Challenge to constitutionality of the EU's permanent bailout scheme has dealt a blow to hopes of its swift ratification
The German government was on tenterhooks on Tuesday as the country's most powerful court opened a hearing challenging the constitutionality of the EU's permanent bailout scheme which could wreck the entire plan to save the euro.
Should the Constitutional Court in Karlsruhe decide for the 12,000 citizens who have brought the case under the collective banner "More Democracy", it could have the drastic effect of preventing Germany from joining the European Stability Mechanism (ESM).
The court hearing has dealt a blow to chancellor Angela Merkel's hopes of getting the ESM and the accompanying fiscal pact ratified and implemented fast.
The finance minister, Wolfgang Schäuble, warned the court of "serious consequences" were it to stop or slow down the delayed treaties.
"A considerable postponement of the ESM, which was foreseen for July this year, could cause considerable further uncertainty on markets beyond Germany and a substantial loss of trust in the eurozone's ability to make necessary decisions in an appropriate timeframe," Schäuble told the court's eight-judge panel who were clad in their trademark red gowns and hats.
If the Constitutional Court (BVG), which, after the US supreme court, is the most powerful judicial body in the world, rules that government legislation is unconstitutional it cannot become law. Seen as the defender of Germany's Basic Law, or constitution, the BVG has played a key role in shaping the country's democracy since the founding of the federal republic after the second world war when it was established to stop Germany returning to a dictatorship. But it is rarely so intensely under the spotlight as now.
The main petition was delivered to the court by former justice minister Herta Däubler-Gmelin. A group of professors, as well as politicians from the right and far-left, also submitted petitions.
Several demonstrators gathered in front of the courthouse and acted out a mock burial of the constitution, to illustrate their warning that the ESM would gravely undermine German sovereignty by passing too much power from the German government to European institutions. At the heart of the decision is also the future of European integration and just how much further it can go.
A cardboard tombstone surrounded by candles and flowers carried the words: "Here rests in peace the constitution of the German republic, born May 23, 1949, died 29 June 2012. The citizens mourn."
The BVG's presiding judge, Andreas Vosskuhle, said the court would not look to dissect the constitutionality of the ESM and fiscal pact, but would focus on deciding whether the president, Joachim Gauck, should delay signing it into law allowing more time for it to be examined in detail. "In politics unusual situations and crises often require unusual measures," he said, adding that "Europe needs democratic constitutional states just as democratic constitutional states need Europe".
Those giving evidence to the court over the next days are expected to include the head of Germany's central bank, Jens Weidmann, as well as leading economists and rebel members of Merkel's own coalition, other politicians and members of the public.
Merkel has expressed her impatience with the court, reportedly saying at a private meeting of her Christian Democrats that it was "pushing her limits".

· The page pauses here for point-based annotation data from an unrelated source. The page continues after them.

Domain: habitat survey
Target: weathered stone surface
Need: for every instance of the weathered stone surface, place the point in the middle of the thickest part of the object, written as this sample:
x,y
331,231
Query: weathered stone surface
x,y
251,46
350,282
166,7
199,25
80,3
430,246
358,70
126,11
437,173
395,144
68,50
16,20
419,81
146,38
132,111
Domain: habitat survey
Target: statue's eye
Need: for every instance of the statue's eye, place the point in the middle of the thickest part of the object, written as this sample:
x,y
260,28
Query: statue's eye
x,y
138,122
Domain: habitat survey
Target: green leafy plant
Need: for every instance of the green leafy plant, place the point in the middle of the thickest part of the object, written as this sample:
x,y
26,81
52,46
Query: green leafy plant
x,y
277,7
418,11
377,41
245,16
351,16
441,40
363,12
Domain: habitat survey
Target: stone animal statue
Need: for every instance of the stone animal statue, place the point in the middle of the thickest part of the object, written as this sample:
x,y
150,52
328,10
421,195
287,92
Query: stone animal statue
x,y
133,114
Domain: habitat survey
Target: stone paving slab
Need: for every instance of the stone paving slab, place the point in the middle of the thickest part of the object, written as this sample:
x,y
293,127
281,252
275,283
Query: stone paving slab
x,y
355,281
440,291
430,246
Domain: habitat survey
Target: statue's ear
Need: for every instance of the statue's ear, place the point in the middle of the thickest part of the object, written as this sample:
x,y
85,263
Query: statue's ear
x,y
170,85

During its history the court has often been accused of being aloof from political life, an impression intensified by its geographical position in south-west Germany, deliberately far away from other federal institutions. But supporters say that separateness is a central point of its existence. In 2009 it delayed the Lisbon Treaty which updated the European Union's constitution. But it has not yet rejected as unlawful any of the several bailouts for Greece or other countries.

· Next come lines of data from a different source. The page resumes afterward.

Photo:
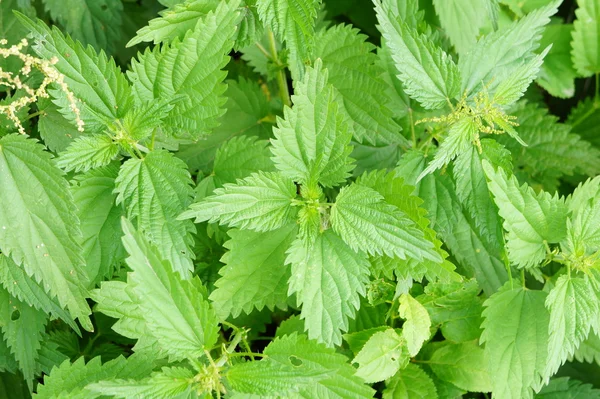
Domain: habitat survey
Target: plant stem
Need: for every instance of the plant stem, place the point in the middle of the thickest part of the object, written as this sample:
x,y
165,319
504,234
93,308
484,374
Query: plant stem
x,y
284,93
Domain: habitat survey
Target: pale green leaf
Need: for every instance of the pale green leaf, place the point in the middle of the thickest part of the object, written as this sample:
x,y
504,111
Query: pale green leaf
x,y
382,356
367,223
170,382
23,329
260,202
100,218
355,75
574,310
531,220
340,382
312,140
429,75
293,21
515,333
464,365
92,22
410,383
462,20
586,43
155,190
39,226
190,68
175,310
69,380
328,279
102,90
500,54
415,329
254,275
88,152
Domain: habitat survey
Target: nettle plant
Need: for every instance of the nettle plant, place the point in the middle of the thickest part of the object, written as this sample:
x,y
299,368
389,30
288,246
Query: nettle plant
x,y
270,203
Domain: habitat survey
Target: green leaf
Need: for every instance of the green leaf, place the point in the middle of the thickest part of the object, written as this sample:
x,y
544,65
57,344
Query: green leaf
x,y
88,152
456,307
461,136
515,333
428,74
574,310
464,365
586,45
328,278
381,357
293,21
24,288
155,190
415,329
367,223
93,193
170,382
531,220
102,90
410,383
175,310
23,328
254,275
462,20
564,388
92,22
69,380
500,54
340,381
557,75
260,202
190,68
312,140
40,229
240,157
355,76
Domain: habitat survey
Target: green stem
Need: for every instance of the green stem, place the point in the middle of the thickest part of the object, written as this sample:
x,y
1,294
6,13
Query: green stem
x,y
284,92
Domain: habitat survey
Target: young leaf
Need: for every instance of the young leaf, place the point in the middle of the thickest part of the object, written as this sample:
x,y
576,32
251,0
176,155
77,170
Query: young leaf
x,y
367,223
39,226
340,382
192,69
94,22
93,193
410,383
260,202
415,329
170,382
382,356
293,21
175,310
328,278
464,365
517,351
155,190
531,220
429,75
311,141
254,275
95,80
500,54
88,152
23,328
355,75
574,310
586,45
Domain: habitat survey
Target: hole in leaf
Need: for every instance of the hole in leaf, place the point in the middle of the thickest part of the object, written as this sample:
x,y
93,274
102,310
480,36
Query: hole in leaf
x,y
296,361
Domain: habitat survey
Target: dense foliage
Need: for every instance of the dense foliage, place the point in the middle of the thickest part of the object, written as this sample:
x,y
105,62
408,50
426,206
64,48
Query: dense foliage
x,y
300,199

As politicians voiced their fears that the BVG risked jeopardising Europe's future, the justice minister, Sabine Leutheusser-Schnarrenberger, warned her colleagues against interfering with its work. "Government and politicians should absolutely keep out of this," she said. "The Constitutional Court doesn't need any advice … the judges know the significance their decision will have for the economy," she said.
The court is expected to reach a decision by the end of the month, but experts urged the court to speed up its ruling, arguing that anything beyond two weeks would raise doubts about Europe's ability to tackle the crisis.
The ESM was meant to start working in July but like the fiscal pact, which is due to come into effect in 2013, can only start operating once it has been ratified by most states.
President Gauck, who has said he is "glad that this action is being taken", has chided the government for failing to explain the debt crisis measures to ordinary Germans.
"Sometimes it's tiresome to explain what it's all about, and sometimes the energy is lacking to tell the population openly what is going on," he said in a television interview on Sunday.
The relationship between ruling politicians and the BVG has never been smooth. "These frictions are more or less anchored in the Basic Law," wrote the daily Die Welt. "As the government and members of the Bundestag know, anything they try to turn into law can be annulled at a single stroke of the BVG's feather quill."
In the 1970s when the court was examining the eastern bloc policies of chancellor Willy Brandt a leading member of Brandt's Social Democrats, Herbert Wehner, was famously quoted as saying: "We're not going to let those arseholes in Karlsruhe ruin our politics."